Quantum spatial best-arm identification via quantum walks
This work addresses the limited quantum approaches for spatial constraints in reinforcement learning, offering a novel method for decision-making in constrained environments.
The paper tackles the graph bandit problem by proposing a quantum algorithm, QSBAI, that uses quantum walks to accelerate best-arm identification, analyzing success probabilities and optimal time steps for complete and bipartite graphs.

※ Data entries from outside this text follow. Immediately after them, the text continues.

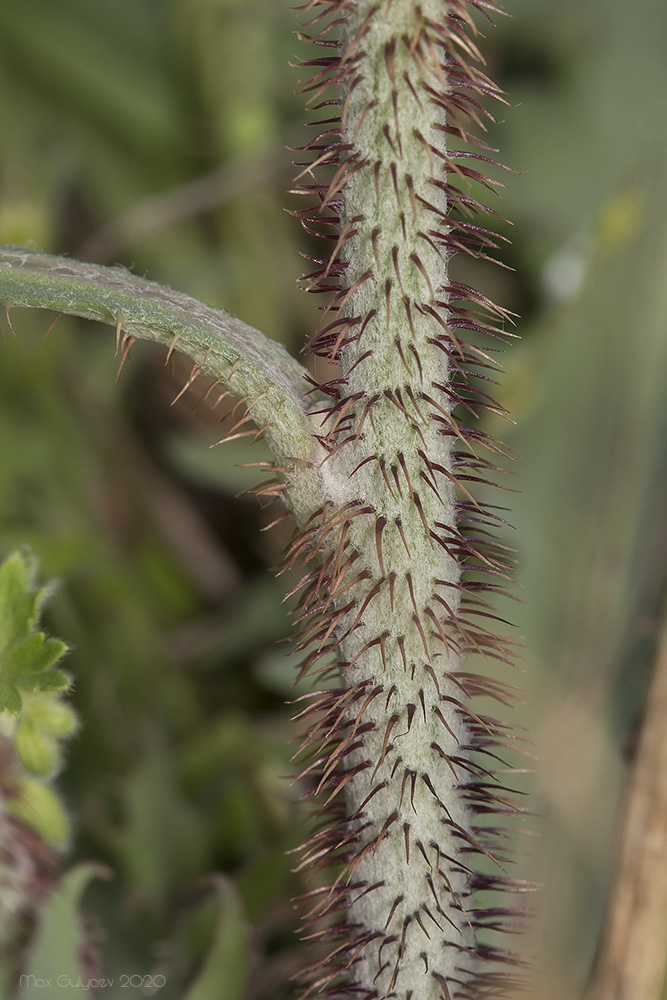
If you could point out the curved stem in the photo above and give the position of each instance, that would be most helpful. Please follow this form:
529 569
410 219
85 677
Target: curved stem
251 367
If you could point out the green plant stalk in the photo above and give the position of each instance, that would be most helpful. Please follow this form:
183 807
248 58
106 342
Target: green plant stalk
403 557
397 565
243 362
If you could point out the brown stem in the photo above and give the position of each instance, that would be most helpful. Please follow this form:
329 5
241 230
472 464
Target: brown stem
632 962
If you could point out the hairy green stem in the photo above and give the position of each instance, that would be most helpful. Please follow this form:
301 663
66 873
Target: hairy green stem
243 361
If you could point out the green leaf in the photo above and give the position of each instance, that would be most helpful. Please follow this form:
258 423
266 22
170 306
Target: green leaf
228 960
10 698
33 654
55 954
18 602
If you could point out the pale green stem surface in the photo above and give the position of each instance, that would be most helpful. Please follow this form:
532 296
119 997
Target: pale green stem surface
251 367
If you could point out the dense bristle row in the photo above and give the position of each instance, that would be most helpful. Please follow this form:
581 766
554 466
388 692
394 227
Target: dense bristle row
399 569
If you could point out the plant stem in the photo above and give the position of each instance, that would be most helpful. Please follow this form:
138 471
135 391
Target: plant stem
632 962
249 366
404 558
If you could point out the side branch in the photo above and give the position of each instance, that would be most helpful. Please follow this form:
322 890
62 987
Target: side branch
247 364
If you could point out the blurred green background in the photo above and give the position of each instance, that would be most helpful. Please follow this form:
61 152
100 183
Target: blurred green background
153 133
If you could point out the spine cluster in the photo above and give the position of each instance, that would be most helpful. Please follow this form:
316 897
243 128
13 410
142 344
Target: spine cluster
398 566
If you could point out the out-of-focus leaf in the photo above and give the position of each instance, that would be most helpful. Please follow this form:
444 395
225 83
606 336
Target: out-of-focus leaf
53 966
593 479
228 960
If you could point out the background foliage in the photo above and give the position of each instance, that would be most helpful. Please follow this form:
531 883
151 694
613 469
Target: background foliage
154 134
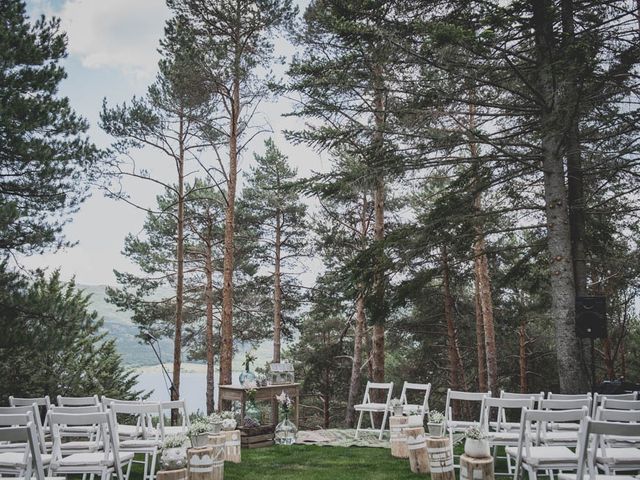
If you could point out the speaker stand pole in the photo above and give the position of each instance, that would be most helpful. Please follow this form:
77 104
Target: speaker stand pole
593 365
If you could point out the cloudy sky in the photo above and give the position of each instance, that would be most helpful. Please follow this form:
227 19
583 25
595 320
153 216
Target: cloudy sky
112 55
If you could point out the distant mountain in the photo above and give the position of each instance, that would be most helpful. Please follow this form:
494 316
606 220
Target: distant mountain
118 325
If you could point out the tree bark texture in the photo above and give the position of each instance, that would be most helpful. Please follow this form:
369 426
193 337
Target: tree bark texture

Quantum reinforcement learning has emerged as a framework combining quantum computation with sequential decision-making, and applications to the multi-armed bandit (MAB) problem have been reported. The graph bandit problem extends the MAB setting by introducing spatial constraints, yet quantum approaches remain limited. We propose a quantum algorithm for best-arm identification in graph bandits, termed Quantum Spatial Best-Arm Identification (QSBAI). The method employs quantum walks to encode superpositions over graph-constrained actions, extending amplitude amplification and generalizing the Quantum BAI algorithm via Szegedy's walk framework. This establishes a link between Grover-type search and reinforcement learning tasks with structural restrictions. We analyze complete and bipartite graphs, deriving the maximal success probability of identifying the best arm and the time step at which it is achieved. Our results highlight the potential of quantum walks to accelerate exploration in constrained environments and extend the applicability of quantum algorithms for decision-making.